Er zijn maar drie zangers, ze spelen met gebruikmaking van eenvoudige kledingstukken zeven personages. Aan het einde van de opera gaan ze allemaal dood. Een voor een lopen ze weg. Dat verdwijnen is een wezenlijk onderdeel van de voorstelling. Ook de drie musici verdwijnen en komen niet terug voor het applaus.

Ze verdwijnen, zoals dat in wezen ook in concentratiekamp Westerbork gebeurde. Elke dinsdagochtend ging de trein ‘naar het oosten’. Elke dinsdagavond was er cabaret. Zolang je daarin mee mocht spelen hoefde je niet op transport. Eén keer werd op dinsdagavond een opera-pastiche opgevoerd. Ludmilla heette het werkstuk van de gerenommeerde componist Erich Ziegler en de beroemde librettist Willy Rosen. Kampcommandant Gemmeker en de andere SS’ers zullen zich zeer geamuseerd hebben om alle doden aan het slot, en, wie weet, vonden de aanwezige joodse gevangen het ook wel geestig.
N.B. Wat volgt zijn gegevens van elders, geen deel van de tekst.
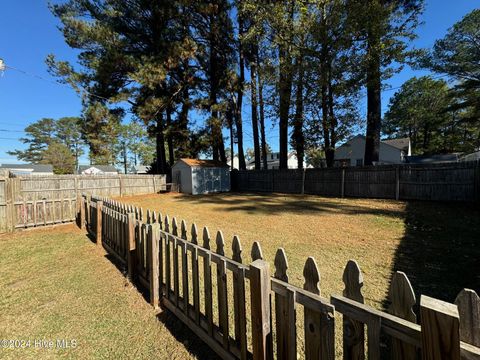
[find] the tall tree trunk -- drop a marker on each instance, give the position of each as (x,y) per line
(171,157)
(256,143)
(229,116)
(298,137)
(333,118)
(238,110)
(161,160)
(329,152)
(181,137)
(374,111)
(285,93)
(262,118)
(125,160)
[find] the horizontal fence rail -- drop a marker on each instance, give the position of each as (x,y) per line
(45,200)
(242,310)
(438,182)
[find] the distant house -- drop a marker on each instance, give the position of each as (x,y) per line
(27,169)
(235,162)
(140,169)
(97,170)
(393,151)
(273,161)
(432,159)
(194,176)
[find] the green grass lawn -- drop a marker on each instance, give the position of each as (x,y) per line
(435,244)
(56,284)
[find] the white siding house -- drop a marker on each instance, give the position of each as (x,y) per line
(97,170)
(194,176)
(392,151)
(273,161)
(27,169)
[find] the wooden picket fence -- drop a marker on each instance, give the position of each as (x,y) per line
(187,273)
(33,201)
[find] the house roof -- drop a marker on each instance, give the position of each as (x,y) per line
(104,168)
(428,159)
(270,160)
(401,143)
(28,167)
(203,163)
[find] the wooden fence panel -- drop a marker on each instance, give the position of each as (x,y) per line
(326,182)
(288,181)
(370,182)
(452,182)
(443,327)
(438,182)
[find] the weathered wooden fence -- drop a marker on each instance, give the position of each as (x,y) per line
(38,201)
(242,311)
(441,182)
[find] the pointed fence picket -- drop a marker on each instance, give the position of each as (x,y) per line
(161,256)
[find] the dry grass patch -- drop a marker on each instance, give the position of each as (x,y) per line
(382,235)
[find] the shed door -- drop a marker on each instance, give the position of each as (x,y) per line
(178,180)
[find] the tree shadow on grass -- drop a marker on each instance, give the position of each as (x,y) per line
(179,330)
(440,250)
(183,334)
(273,204)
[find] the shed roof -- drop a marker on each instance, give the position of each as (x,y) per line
(28,167)
(203,163)
(401,143)
(437,158)
(104,168)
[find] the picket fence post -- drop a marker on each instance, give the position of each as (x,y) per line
(440,329)
(82,213)
(260,289)
(99,222)
(131,246)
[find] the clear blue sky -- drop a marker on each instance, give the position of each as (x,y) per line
(28,33)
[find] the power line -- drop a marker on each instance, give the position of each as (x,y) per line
(7,130)
(26,73)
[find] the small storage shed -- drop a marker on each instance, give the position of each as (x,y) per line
(194,176)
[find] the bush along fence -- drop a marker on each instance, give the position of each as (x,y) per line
(244,311)
(39,201)
(442,182)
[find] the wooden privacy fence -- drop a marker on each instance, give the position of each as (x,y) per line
(242,310)
(44,200)
(442,182)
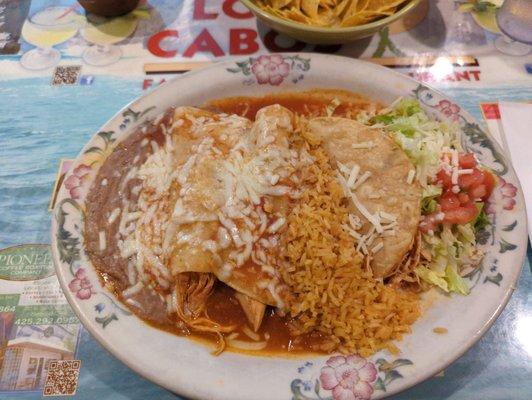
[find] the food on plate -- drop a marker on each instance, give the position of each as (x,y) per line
(332,13)
(306,221)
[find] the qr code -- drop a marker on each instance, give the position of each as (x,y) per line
(62,378)
(66,75)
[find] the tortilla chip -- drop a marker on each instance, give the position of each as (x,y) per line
(331,13)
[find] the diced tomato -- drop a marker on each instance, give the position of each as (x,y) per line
(449,201)
(463,197)
(489,182)
(469,180)
(461,215)
(478,192)
(467,160)
(444,178)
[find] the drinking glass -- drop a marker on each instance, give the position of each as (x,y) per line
(46,29)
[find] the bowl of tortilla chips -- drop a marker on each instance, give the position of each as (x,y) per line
(329,21)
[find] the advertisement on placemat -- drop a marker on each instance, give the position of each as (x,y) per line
(37,326)
(445,43)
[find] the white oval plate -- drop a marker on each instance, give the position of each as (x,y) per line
(187,367)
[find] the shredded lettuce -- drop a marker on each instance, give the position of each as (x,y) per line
(421,137)
(450,248)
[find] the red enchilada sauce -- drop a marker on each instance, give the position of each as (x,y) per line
(222,306)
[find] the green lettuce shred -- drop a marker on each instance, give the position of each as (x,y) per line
(423,139)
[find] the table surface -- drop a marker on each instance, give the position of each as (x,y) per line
(47,115)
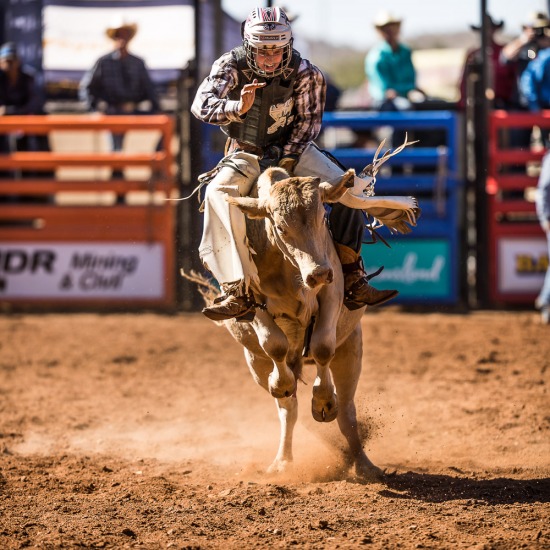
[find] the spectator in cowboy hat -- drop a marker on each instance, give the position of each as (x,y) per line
(119,82)
(501,76)
(524,48)
(389,68)
(390,73)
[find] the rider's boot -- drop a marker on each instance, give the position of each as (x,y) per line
(358,292)
(234,303)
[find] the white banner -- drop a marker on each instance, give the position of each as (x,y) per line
(521,265)
(81,270)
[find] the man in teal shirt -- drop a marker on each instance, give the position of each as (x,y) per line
(389,69)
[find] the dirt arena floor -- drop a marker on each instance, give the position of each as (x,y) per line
(147,431)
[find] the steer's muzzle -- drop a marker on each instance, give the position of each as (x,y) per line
(320,276)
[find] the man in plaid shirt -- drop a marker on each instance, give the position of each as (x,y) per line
(269,101)
(119,83)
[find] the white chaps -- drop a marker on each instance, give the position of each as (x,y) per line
(224,249)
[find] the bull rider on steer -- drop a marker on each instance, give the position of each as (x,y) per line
(270,101)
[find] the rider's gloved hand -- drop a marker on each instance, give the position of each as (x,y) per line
(288,162)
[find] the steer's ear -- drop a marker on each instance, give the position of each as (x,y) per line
(251,207)
(332,193)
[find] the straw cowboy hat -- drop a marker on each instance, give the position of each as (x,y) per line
(384,18)
(537,20)
(119,25)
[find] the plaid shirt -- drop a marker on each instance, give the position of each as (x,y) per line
(116,81)
(212,105)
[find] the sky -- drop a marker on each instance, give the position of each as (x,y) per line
(349,22)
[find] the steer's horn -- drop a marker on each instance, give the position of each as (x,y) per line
(372,169)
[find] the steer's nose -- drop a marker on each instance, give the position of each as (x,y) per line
(319,276)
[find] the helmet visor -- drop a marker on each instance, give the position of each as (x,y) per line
(268,61)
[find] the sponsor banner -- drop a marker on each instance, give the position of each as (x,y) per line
(418,268)
(521,265)
(81,270)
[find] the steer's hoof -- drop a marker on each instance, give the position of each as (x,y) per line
(279,390)
(280,466)
(324,411)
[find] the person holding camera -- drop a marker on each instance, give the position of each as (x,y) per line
(523,49)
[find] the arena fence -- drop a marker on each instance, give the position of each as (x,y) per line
(83,226)
(426,265)
(518,254)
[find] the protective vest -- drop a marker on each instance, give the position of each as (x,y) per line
(269,120)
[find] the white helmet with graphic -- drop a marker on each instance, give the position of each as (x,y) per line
(267,29)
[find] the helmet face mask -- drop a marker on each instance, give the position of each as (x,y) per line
(267,39)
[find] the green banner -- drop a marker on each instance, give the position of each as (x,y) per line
(417,267)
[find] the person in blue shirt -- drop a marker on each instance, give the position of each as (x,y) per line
(389,68)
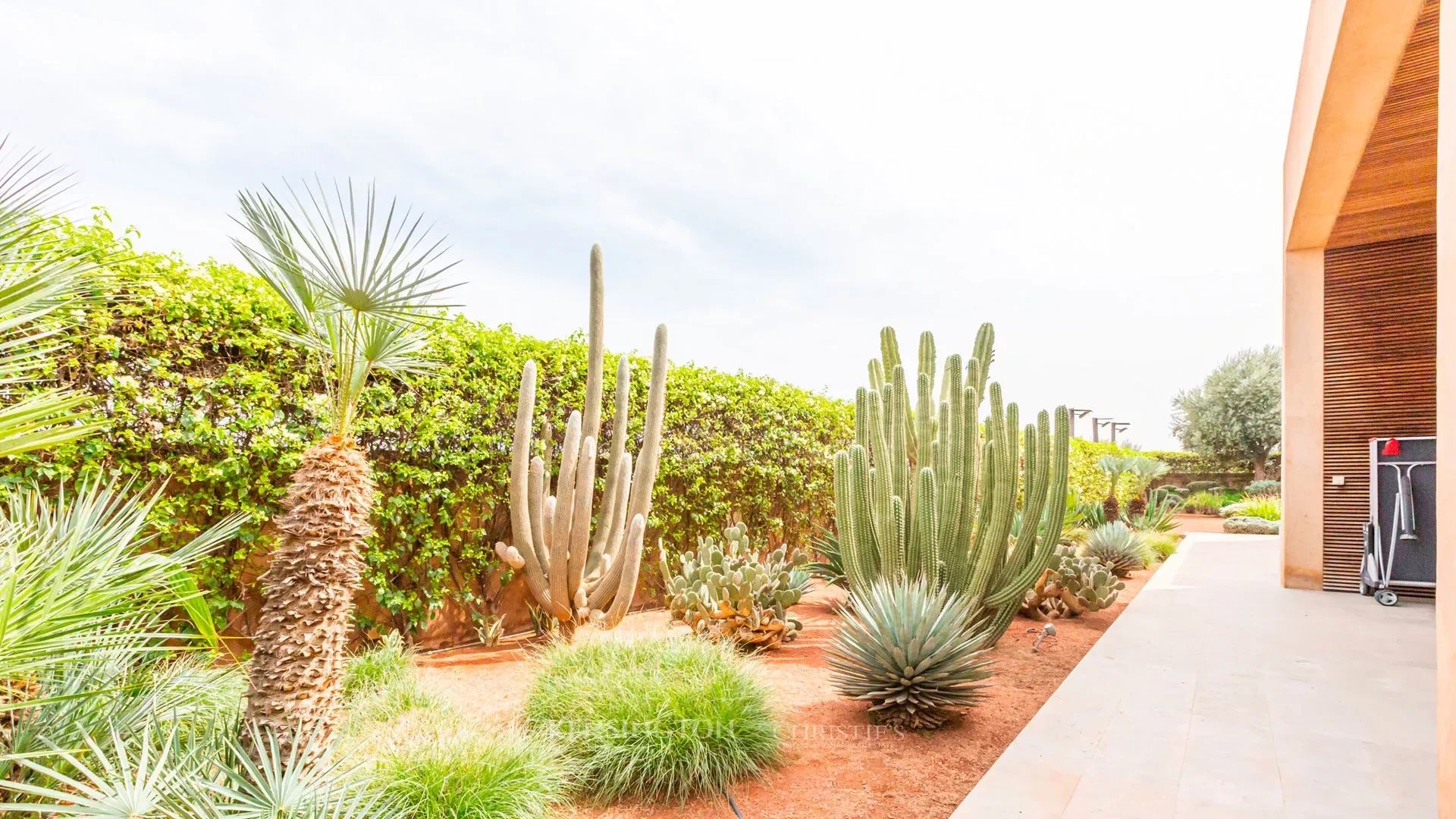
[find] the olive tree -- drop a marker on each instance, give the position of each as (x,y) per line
(1235,413)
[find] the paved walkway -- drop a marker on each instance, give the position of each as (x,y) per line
(1219,694)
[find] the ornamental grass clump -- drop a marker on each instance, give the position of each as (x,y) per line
(661,719)
(1269,507)
(908,648)
(468,774)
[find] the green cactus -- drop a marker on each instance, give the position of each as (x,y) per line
(1117,547)
(737,592)
(932,493)
(573,573)
(1072,586)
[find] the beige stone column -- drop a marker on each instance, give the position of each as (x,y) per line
(1446,431)
(1302,447)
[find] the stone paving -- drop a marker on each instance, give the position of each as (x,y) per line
(1220,694)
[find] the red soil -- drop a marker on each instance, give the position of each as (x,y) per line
(837,763)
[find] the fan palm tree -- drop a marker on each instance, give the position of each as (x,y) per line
(1145,471)
(1114,465)
(362,281)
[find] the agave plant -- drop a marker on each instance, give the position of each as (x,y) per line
(909,651)
(1145,471)
(362,281)
(1112,465)
(1117,547)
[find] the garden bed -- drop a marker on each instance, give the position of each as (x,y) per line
(837,763)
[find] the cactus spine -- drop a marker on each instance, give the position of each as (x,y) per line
(929,493)
(577,575)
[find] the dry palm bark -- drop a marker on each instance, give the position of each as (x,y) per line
(296,673)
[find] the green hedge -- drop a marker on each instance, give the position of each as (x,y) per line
(201,392)
(1090,483)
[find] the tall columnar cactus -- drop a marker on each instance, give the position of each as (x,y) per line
(576,573)
(930,493)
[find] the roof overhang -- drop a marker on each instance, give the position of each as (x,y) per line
(1351,53)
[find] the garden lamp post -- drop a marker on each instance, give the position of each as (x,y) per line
(1072,419)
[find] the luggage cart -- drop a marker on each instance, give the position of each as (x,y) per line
(1400,548)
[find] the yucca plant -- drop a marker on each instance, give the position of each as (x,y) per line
(1159,513)
(1112,465)
(1117,547)
(830,567)
(909,649)
(362,281)
(1145,471)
Wij vinden het niet meer grappig, maar indrukwekkend en luguber.

De tekst van Ludmilla en een piano-uittreksel van de muziek werden kort geleden teruggevonden in de nalatenschap van schrijfster en pianiste Ida Simons (1911-1960). Zij overleefde met man en zoontje Westerbork. Twee van haar boeken, In memoriam Mizzi en Een dwaze maagd, werden onlangs heruitgegeven door uitgeverij Cossee. Nu heeft de internationale producent van podiumproducties Punto Arte het initiatief genomen die rare opera-parodie daadwerkelijk weer uit te voeren. Aanvankelijk was de voorstelling te zien in de Uilenburgersjoel in Amsterdam, in het kader van Theater Na de Dam. Vanaf 6 tot 10 mei zijn er twee keer per dag voorstellingen in kamp Westerbork, dus op de plek zelf. Dat moet het geheel nog eens een extra dubbele bodem geven.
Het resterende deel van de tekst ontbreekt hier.